Polícia indicia professor por aula com conteúdos obscenos no CEF 104 Norte

PCDF ouviu alunos, pais, diretoria da escola e o professor durante a investigação do caso, que segue para o Ministério Público do Distrito Federal e Territórios (MPDFT)


postado em 03/12/2019 15:38 / atualizado em 03/12/2019 15:40

Docente escreveu termos como
Docente escreveu termos como "boquete" e "69" na lousa (foto: Arquivo pessoal)
A Polícia Civil (PCDF) concluiu, nesta segunda-feira (2/11), inquérito sobre Wendel Santana, 25 anos, professor de português do 6º ano do Centro de Ensino Fundamental (CEF) 104 Norte, que deu aula com conteúdos obscenos, como “boquete” e “69”, aos alunos da escola. A PCDF ouviu alunos, pais, diretoria da escola e o professor durante a investigação do caso.

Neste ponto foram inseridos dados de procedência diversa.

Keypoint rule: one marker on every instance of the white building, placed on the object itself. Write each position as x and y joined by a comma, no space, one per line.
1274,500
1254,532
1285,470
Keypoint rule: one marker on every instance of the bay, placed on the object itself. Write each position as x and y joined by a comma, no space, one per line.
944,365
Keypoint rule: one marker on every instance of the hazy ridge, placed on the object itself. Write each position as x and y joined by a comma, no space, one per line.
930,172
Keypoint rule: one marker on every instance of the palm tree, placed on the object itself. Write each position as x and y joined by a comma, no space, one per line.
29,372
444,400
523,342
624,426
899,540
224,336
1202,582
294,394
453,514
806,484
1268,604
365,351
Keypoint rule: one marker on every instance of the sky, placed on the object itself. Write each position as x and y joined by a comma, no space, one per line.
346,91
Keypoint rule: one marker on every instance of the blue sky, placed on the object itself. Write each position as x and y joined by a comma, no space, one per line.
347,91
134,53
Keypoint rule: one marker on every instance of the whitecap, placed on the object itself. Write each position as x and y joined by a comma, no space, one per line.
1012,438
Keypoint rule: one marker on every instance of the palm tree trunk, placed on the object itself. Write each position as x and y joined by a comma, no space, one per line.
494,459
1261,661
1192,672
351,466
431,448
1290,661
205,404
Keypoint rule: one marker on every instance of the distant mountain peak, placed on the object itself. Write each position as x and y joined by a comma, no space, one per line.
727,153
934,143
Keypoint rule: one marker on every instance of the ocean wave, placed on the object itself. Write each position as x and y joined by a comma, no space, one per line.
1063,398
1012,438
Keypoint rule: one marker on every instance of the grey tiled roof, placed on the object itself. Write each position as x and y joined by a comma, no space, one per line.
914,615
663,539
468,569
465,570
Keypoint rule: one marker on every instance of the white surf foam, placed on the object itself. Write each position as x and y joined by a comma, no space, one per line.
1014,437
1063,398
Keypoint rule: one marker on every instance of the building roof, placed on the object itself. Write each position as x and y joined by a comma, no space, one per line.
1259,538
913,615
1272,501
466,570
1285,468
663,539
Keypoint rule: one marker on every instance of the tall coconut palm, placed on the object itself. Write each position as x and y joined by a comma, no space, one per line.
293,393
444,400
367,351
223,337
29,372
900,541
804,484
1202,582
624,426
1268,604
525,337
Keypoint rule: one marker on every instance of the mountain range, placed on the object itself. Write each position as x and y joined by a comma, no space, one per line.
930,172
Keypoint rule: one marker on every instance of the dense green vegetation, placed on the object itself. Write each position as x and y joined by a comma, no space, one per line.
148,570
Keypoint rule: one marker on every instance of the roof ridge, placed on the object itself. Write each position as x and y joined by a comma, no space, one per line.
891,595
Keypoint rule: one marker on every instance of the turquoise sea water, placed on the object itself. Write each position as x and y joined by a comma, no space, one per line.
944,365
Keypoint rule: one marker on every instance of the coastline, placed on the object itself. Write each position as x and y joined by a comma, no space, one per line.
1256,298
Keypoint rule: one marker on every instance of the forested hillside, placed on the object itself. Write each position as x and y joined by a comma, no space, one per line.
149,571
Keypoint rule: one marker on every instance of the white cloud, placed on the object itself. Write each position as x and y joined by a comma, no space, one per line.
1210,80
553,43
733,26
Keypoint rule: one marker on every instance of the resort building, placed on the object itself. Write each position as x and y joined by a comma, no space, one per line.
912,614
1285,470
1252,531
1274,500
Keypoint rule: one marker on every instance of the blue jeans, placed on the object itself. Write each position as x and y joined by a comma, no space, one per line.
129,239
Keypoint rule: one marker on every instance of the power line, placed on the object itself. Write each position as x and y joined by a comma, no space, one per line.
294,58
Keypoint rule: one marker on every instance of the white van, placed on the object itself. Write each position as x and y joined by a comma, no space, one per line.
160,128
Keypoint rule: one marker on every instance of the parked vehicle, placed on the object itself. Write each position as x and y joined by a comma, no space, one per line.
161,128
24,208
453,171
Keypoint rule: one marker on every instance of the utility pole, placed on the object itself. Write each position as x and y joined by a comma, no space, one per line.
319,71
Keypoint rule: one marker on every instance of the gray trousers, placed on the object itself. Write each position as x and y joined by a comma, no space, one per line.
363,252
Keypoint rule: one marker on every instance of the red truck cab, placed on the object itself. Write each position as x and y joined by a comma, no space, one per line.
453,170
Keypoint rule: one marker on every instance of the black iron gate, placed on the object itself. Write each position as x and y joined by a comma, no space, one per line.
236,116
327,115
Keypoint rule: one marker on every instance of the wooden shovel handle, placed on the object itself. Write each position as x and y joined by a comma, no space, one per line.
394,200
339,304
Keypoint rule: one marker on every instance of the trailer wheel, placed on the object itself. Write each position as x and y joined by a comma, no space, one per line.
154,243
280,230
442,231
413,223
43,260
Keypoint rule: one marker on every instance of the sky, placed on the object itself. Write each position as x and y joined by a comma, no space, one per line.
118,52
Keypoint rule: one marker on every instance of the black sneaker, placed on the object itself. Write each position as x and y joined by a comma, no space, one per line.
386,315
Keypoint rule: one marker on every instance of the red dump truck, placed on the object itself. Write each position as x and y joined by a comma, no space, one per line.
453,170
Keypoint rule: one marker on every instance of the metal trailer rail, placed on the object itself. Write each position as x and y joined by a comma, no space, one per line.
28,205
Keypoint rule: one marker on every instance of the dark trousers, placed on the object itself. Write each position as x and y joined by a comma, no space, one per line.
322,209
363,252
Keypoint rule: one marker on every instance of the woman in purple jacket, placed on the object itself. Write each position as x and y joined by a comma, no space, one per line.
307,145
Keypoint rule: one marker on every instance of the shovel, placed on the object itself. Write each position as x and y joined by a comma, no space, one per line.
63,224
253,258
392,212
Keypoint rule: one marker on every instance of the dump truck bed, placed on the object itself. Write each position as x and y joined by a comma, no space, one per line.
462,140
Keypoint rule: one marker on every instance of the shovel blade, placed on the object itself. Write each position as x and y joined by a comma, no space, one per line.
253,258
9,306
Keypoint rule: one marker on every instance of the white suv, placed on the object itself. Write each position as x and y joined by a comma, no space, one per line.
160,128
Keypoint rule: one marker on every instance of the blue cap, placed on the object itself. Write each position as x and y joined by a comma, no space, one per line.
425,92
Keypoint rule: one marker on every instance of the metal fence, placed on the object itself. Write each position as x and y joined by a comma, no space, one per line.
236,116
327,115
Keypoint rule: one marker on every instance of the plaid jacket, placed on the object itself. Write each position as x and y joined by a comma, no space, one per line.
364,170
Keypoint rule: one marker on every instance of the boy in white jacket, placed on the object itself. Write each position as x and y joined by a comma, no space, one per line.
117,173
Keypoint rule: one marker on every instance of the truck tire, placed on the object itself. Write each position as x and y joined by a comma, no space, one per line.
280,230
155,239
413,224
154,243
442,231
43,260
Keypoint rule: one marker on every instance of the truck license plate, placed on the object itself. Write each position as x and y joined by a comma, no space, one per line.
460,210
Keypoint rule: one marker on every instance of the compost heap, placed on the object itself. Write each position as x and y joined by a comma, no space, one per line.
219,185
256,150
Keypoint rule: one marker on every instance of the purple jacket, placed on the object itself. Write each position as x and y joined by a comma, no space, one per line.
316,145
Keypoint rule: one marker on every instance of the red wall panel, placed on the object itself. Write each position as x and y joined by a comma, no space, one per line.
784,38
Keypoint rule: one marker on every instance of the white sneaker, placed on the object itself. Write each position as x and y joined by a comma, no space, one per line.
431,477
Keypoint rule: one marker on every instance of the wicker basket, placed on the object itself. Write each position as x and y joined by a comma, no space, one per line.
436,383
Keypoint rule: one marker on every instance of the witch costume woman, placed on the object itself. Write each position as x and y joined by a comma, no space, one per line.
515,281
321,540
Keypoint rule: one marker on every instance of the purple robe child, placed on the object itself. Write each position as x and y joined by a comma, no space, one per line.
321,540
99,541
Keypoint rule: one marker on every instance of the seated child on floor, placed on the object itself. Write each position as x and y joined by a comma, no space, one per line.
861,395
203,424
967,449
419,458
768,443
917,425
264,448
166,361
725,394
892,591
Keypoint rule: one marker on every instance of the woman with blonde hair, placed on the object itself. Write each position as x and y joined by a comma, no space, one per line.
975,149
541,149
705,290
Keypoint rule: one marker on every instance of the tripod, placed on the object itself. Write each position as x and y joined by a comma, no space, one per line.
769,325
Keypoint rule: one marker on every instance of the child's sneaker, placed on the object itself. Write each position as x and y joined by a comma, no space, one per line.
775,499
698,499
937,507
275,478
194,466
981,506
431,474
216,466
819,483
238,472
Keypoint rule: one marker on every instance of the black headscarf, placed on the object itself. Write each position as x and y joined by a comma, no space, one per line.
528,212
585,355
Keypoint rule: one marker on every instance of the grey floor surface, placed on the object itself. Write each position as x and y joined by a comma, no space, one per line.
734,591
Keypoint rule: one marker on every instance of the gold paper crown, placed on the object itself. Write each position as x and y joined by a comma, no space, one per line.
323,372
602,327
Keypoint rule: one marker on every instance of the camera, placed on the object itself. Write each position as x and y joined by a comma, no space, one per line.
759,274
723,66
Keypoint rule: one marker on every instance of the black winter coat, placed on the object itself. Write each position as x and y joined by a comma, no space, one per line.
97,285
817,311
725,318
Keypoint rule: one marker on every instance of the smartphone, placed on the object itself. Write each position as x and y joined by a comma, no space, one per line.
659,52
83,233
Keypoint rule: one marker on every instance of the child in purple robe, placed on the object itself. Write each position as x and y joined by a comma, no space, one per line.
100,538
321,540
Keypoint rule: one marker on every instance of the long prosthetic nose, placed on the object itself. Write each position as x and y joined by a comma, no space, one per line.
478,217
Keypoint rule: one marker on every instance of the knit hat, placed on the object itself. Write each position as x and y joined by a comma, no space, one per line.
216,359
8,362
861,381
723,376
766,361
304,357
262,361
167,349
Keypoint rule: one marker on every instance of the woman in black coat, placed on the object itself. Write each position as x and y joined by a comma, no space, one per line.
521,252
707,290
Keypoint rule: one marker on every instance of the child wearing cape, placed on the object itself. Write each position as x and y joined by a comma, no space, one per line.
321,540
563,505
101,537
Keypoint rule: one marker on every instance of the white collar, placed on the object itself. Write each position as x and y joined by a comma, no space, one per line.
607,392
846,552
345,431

Wendel foi indiciado pela PCDF por submeter crianças a vexame ou a constrangimento, crime previsto no Artigo 232 do Estatuto da Criança e do Adolescente (ECA), com pena que vai de seis meses a dois anos de prisão

O caso segue para o Ministério Público do Distrito Federal e Territórios (MPDFT), que analisará o inquérito da Polícia Civil para tomar as medidas cabíveis. O MPDFT pode solicitar novas apurações à PCDF, denunciar Wendel Santana à Justiça, ou pedir o arquivamento do caso. 

Entenda 

Em novembro, Wendel Santana, 25 anos, professor temporário de português do Centro de Ensino Fundamental (CEF) 104 Norte foi denunciado após lecionar conteúdos obscenos para alunos do 6° ano.
 
O docente, que deu aulas na instituição de ensino por 20 dias para substituir um outro professor, chegou a escrever, no quadro, instruções para uma redação: “Escrever sobre polidez e transformações afetivo-sexuais na adolescência. Sexo oral, penetração e preliminares”, dizia um dos textos escritos na lousa. 
 
Na ocasião, o docente teria convidado, ainda, uma menina e um menino para ir à frente da classe para explicar como seria o toque nos órgãos genitais.

O caso foi registrado na 2ª Delegacia de Polícia (Asa Norte). Conforme a ocorrência, as crianças ficaram assustadas e algumas até se recusaram a assistir à aula. 

A Secretaria de Educação do Distrito Federal suspendeu o contrato com o professor e abriu Processo Administrativo Disciplinar (PAD) contra ele.